After every surefire scheme, every aborted promise,

After the developers have packed up and moved on

With their checks and bromidic drawings,

Someone has to reinvent the cheap and ugly.

Someone has to get mired in cement and cinder,

Put muscle to stone in order to salvage the past,

To rouse a disillusioned, unconscious future.

It takes years after the cameras have left,

After the curious have stopped coming,

Decades before someone is able to meld

Function and art, memory and dream.

Cities sit for decades like deserted brickyards

Where the green-eyed scavengers pitch camp

During the day and the junk man drives his wagon

Through the empty streets at night.

One day, History is uncovered like the bones

Of a mastodon.  Someone sifts through

The wreckage, carrying away shards.

Someone, maybe the last one, broom in hand

Outside a decades-old deli, still remembers

The way it was before the interstate

Halved the city’s heart, before the automobile

Claimed dominion. Someone, pen in hand,

Will step forward to listen. Someone, a poet

Will quote a line from Jack Gilbert about a fox

Searching for what remains of Pittsburgh.

Someone will scan yellowed photographs

And maps, someone will pick up a shovel.

Already there are those who begin to shift

About, who find it all dull and walk away.
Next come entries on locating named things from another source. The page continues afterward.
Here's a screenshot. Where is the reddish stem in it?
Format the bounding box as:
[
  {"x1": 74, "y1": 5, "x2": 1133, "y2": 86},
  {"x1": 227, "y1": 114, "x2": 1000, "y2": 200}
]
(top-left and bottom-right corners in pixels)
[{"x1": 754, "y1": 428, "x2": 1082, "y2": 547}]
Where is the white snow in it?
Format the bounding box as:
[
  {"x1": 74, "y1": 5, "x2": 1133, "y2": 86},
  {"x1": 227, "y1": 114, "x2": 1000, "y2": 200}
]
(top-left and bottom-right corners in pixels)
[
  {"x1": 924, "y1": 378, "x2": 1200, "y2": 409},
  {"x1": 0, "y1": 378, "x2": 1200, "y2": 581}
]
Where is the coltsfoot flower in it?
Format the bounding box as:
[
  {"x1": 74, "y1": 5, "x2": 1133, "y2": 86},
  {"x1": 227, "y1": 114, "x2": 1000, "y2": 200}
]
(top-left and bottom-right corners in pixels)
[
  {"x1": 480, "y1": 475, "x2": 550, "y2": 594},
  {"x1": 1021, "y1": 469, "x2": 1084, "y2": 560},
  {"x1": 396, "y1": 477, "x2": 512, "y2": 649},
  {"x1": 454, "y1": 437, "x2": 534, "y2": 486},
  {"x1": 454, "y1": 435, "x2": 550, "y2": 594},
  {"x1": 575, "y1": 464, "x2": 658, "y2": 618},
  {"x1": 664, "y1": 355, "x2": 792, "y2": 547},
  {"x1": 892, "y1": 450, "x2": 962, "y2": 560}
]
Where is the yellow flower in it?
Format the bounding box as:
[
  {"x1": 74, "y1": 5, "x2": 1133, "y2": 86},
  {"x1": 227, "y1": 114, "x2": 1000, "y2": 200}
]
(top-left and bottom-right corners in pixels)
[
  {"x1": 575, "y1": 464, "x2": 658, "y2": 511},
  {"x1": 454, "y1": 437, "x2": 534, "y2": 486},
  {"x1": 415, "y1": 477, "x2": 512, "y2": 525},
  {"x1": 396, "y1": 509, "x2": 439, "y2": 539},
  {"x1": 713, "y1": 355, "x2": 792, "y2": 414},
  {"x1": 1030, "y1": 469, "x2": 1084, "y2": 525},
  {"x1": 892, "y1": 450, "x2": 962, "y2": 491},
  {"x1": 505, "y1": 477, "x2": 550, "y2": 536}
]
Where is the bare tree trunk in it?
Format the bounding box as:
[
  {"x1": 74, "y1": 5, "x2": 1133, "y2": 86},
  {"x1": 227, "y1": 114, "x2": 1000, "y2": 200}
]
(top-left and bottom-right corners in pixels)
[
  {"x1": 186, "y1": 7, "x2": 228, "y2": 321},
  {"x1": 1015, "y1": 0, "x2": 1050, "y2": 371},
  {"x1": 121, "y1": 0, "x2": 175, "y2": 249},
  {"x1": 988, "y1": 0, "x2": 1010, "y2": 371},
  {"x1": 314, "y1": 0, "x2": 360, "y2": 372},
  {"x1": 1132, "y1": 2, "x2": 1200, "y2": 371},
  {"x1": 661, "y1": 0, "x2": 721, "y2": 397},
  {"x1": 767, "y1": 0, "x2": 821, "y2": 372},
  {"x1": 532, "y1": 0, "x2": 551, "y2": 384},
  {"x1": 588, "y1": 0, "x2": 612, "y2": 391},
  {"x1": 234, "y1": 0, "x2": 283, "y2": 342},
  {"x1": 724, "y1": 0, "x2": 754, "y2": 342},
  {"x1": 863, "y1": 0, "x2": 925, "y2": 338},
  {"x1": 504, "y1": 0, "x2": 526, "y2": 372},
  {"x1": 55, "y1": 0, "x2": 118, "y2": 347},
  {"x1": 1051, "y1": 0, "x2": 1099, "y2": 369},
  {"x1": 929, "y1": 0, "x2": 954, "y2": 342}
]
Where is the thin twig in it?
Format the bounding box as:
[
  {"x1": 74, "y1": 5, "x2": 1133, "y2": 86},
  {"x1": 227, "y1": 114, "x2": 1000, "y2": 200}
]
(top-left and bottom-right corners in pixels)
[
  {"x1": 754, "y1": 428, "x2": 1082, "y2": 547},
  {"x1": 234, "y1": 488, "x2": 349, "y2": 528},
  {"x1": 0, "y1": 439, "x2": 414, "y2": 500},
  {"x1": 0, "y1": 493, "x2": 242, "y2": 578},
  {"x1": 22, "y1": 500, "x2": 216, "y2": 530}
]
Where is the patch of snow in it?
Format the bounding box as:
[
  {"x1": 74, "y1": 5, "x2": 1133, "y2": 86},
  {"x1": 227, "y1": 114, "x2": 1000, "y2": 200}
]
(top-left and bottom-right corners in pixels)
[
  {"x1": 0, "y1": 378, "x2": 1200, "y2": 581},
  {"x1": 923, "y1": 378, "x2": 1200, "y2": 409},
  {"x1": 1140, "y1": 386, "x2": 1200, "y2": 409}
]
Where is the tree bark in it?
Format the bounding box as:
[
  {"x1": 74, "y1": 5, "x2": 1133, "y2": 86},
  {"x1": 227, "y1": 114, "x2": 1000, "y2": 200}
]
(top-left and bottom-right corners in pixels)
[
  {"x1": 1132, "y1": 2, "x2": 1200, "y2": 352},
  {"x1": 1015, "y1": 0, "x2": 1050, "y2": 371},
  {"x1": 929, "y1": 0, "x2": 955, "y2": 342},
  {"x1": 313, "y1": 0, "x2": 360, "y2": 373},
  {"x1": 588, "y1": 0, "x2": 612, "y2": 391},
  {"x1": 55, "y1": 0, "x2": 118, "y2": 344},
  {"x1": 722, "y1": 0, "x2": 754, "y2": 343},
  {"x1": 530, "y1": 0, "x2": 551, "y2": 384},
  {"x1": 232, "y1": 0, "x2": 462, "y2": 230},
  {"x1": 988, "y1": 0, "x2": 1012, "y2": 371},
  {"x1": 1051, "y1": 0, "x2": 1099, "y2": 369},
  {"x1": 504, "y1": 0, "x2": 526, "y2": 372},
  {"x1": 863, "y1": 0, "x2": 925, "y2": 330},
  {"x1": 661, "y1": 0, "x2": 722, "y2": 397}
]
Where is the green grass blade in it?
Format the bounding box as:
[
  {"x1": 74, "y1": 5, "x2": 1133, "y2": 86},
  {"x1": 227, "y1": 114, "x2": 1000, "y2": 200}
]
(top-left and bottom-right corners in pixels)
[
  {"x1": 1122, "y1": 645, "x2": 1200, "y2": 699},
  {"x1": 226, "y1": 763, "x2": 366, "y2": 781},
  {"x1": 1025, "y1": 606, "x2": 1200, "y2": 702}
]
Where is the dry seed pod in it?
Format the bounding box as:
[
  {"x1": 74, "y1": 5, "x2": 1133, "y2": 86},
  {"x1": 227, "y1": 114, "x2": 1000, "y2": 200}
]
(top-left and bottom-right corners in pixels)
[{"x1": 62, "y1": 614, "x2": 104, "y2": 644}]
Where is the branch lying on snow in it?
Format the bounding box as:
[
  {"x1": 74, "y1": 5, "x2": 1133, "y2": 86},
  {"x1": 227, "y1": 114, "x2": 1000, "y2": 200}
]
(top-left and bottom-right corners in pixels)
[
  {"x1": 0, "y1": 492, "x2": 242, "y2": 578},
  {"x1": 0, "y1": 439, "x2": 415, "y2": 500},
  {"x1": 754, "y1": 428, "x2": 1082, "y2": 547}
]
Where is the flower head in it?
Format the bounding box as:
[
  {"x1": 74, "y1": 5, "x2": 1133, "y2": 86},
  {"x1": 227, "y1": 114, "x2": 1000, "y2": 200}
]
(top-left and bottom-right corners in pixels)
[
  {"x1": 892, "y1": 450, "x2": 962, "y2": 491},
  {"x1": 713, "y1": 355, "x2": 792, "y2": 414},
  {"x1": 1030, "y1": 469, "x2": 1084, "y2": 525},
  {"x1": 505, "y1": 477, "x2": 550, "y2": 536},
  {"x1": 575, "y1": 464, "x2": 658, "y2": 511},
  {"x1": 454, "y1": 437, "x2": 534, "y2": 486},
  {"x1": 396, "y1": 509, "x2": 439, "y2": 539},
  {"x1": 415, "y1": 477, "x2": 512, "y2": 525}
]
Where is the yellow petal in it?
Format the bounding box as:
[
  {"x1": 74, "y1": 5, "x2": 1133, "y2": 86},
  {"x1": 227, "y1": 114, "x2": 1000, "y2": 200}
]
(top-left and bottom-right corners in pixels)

Those who know History must make way

For those who know little and finally as little

As nothing.  The children of the dead

Will pass by sterile, hollow-eyed windows

And find no reflection, no evidence

Of the story that anchored them like a port.

Across acres layered with asphalt,

Past the skyline’s ragged hem, Time moves

Like bird shadow along a dry riverbed, echoes

Through dank alleys and crumbling concrete canyons

Like a voice all machine-ground, rasped-out

Rust and rot, lifting our nape hairs

With its rank and airless breath,

Its Remember  me.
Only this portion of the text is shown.